Then: It helps Hillary, says Craig Crawford. She knew Bhutto. So that means, she's ..what? cool? qualified? In the girl's club? I want to point out tragically that she's dead, and knowing her is no longer helpful: press delete. Is it her husband or her rivals in her party who will lead it? Whom do you know in the new crowd of leaders who can rise up and take her place, Hill? Who does?
Then: It helps McCain, says Howard FIneman. He makes us feel secure, a variation of Giuliani. He's been there done that ("I had Musharaff on the phone three times today" -- a busy man - in the middle of an epic national crisis, on the phone with Biden and Edwards too). Very reassuring, until we remember him singing Bomb, Bomb Iran, to the tune of the Beach Boys' "Barbara Ann," and realize he will call only those over 60 he trusts, and that means Musharaff, the old ally who has gamed us to the hilt, and whose fake alliance almost tainted Bhutto will make him his boy toy too. There's no finding Osama in this whack-a-mole-sinkhole-of-cash strategy, as we've learned the hard way.

Then, Biden, (who the pundits forget to mention in their infinite punditry), whom it should help, but because being ready day one doesn't really count, the truly-ready-day-one guy, the brain trust of the democrats, who knows his foreign relations, isn't really in the running. I like Biden but he talks too much. This time, when he could be really helpful with some ideas, his name drops on Hardball, and kind of blows it, tells us an I told you so -- he'd personally warned Musharaff on her security, he'd warned him this could happen -- spoke to him three times last week -- she was a personal friend, he knows just what should happen, they should have elections in eleven days, even without a candidate. Rush elections in a state of panic without a candidate? That could just solidify and legitimize Musharraf! Oh dear. Think this through, Joe.

And Bill Richardson. He is the undiplomatic diplomat. Says the right thing wrong, afraid they won't hear. Musharraf must go. Of course this may be right. Do we say this today?

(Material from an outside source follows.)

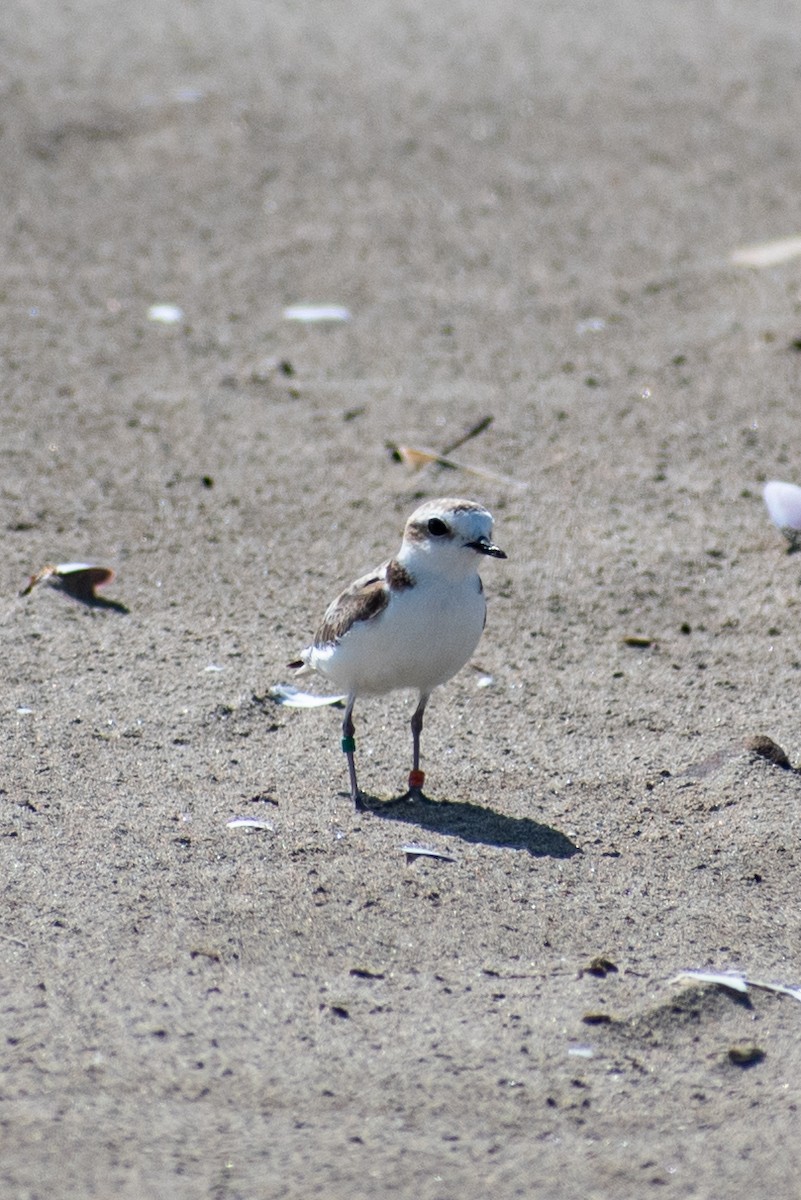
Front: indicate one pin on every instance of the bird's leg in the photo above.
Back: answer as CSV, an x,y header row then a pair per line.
x,y
349,747
417,777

Tomorrow! Maybe the Pakistanis should say this, at the ballot box, when they have someone to replace him.
Everything we touch in Pakistan we taint. Which is why we need unconventional wisdom. We almost tainted Bhutto trying to ally her with our boy, Musharraf. We talk with our money. Like you can't have anymore, until you let the head of the Supreme Court out of jail.

Watching the pundits talk and the candidates spin, makes me realize that Pakistan is like the movie business: a real pro admits nobody knows anything.

So having a worldview not based on fear of the other, having wisdom and the ability to look at a situation with fresh eyes -- the very things Obama has run on, are his advantages here, yet the pundits run from him at the first call of international turmoil. When as a new event threatens to frighten us, Obama feels to me to be exactly what America needs at a time like this; hopefully our voters are smarter than our pundits.

The Bush-Cheney response of meeting fear with greater fear, to meet anarchy with belligerence and control, the delusion that we can control the outcomes of elections in countries we refuse to understand, have taught us the deepest meaning of unintended consequences. Because fear is not a reason to create more fear, but to create more understanding.

Our experience of and in Pakistan has been all wrong. To rely on past patterns would be to show we have learned nothing as a nation these past eight years, and do not know how to begin anew, and are bound, like the Flying Dutchman, to reach for the stars, but be tied to the ground by our baser instincts.